20 Minutes With Les Thorne archive
Thursday 3 February 2011
Full-time production turner and woodturning teacher Les Thorne has always been involved with wood in some capacity for the majority of his life, Tegan Foley spends 20 minutes finding out more about him
1. What made you decide to take up turning full-time?
My Father ran a woodturning supplies shop since retiring from the family run sawmill, so when we finally shut the mill it seemed a logical step to take up woodturning. However, it was the need to make a living rather than a desperate need to make shavings that was the main factor in this decision. I soon realised that the only way to make real money was from producing what other people wanted, so the production work route was taken. I had to become a realist instead of an optimist if food was going to be put on the table.
2. What aspect of turning do you most enjoy?
I particularly love making large runs of things - something that I can really get my teeth into. Give me a pile of wood, turn the radio on, and off I go!

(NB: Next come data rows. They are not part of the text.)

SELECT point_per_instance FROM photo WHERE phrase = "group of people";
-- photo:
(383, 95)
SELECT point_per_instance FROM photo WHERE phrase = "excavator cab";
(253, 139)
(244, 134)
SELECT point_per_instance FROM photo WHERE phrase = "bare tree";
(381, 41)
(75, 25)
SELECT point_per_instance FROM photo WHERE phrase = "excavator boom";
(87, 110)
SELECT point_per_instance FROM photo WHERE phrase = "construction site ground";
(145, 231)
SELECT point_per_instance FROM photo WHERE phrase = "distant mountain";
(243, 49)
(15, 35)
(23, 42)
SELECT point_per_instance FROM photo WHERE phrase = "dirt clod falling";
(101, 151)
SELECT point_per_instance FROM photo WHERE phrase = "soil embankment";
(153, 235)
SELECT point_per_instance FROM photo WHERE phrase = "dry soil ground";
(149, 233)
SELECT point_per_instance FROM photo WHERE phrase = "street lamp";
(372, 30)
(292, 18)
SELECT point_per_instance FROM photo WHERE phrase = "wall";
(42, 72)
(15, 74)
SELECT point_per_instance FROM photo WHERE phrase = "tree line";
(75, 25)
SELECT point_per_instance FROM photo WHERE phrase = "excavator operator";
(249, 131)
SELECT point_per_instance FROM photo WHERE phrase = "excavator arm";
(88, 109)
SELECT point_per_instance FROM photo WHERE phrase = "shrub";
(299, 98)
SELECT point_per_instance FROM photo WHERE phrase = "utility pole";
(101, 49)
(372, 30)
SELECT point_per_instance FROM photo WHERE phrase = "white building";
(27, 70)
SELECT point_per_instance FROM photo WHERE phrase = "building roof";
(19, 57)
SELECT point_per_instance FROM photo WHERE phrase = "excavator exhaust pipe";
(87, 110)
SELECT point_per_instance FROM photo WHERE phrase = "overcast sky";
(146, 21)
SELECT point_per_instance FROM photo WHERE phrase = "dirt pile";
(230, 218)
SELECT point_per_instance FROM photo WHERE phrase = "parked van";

3. What three pieces of machinery in your workshop could you not do without?
Although I have six lathes in the workshop, my large Oneway lathe is the most important, I can turn 9 1/2ft between centres, and 4ft diameter on the outboard side. I pick up a lot of work that other local turners can't undertake because it's too big for them. I have 15 chucks - I don't like changing jaws - and when I teach groups of students, they don't have to wait for me to get the right jaws on the chuck for them. Lastly, I have my Gary Rance copying fingers, which are absolutely invaluable for production work - just keep removing wood until the finger drops, and then it's the right diameter.
4. Which turners inspire you?
There are a few turners that have helped me along the way. Firstly, Stuart Mortimer - the man with the biggest heart in turning - always there to help and support. Also, Gary Rance for his technical ability, I am yet to see anyone better at production work. Jimmy Clewes for his brilliant demonstrating and teaching skills, and I wouldn't leave out Nick Agar - the woodturning innovator - he has so many ideas and directions that he wants to go in, and I consider him my woodturning brother. And finally, Mike Mahoney, for being such a nice bloke.
5. Where do you see yourself in five years' time?
Probably what I am doing now: teaching, demonstrating and production work. To do more gallery style work is always a dream, but then I was saying that five years ago!
6. Apart from woodturning, what are your other hobbies and interests?
My customers would probably tell you I'm a full-time fisherman, golfer and part-time turner; I love being outdoors away from the mess, and especially away from the dust.
7. What do you think the future holds for woodturning?
I think woodturning as a hobby will always be quite steady. The drive to get teenagers involved is great, even though they will probably not stick at it throughout their teen years once university and jobs get in the way, but hopefully they will come back to it in the future. We are already seeing a push towards work that is coloured, textured and carved - will woodturning become a wood decorating hobby? I'd like to think that we will not sideline the turning techniques that define our craft.
8. Tell us about the piece you are currently working on.
I have just completed some large production jobs, so I have been roughing out some burr oak bowls for next year. I like to think that I have a hobby within my business and every now and then I like to put a bit of wood on the lathe and blowtorch it, carve it and cover it in colour - sometimes they work but quite often they look a mess and are confined to the firewood pile. The worshipful company of turners awarded me a bursary a few years ago, and that really helped my own work develop; it removed some of the financial restraints that all makers go through from time to time
9. Do you have plans to make any more DVDs?
My first DVD was a success and I thoroughly enjoyed the whole experience, and I hope that has come over in the film. It did cost me a lot of money so the next one will be done slightly differently. I think the market for instructional DVDs has changed with the format becoming more available to everyone - you have to do something out of the ordinary to stand out nowadays.
10. Tell us about the book you are currently reading?
I am reading a book about the bodyline ashes cricket tour of Australia in the '30s. I also read a lot of magazines; normally the ones that have an instant fix for the problems concerning my golf swing, or ones that might help me catch a big fish. Here's an idea for Mark Baker: you should write in big letters on the front cover of Woodturning magazine, "instant fixes for turning - never have a catch again" I would buy it! (Ed's note: Mark says, "We'll work on the idea together. So watch this space.)
11. Describe the view from your workshop.
My workshop is on a local farm and is situated in the old dairy. It's very idyllic. I used to work from home but I now like the fact that I leave home and go to work - it's almost like having a proper job!
12. How would you describe your style of work?
I like to be effective with my tooling. I am sure that being inherently lazy has made me become quicker at turning, as I always look for the easiest way of doing something. So I would like to describe my work as quickly well made, but hopefully not rushed.
13. The pieces you create are typically quite varied, what type of vessels do you most like to turn?
I have always liked the bowl form, which demonstrate function and beauty combined. I like to give my work the impression of a use - the bowl form does that perfectly - even though the customer will probably never use it, this idea makes them feel more comfortable with the purchase. As I have said before, commercialism has to run alongside creativity in my world.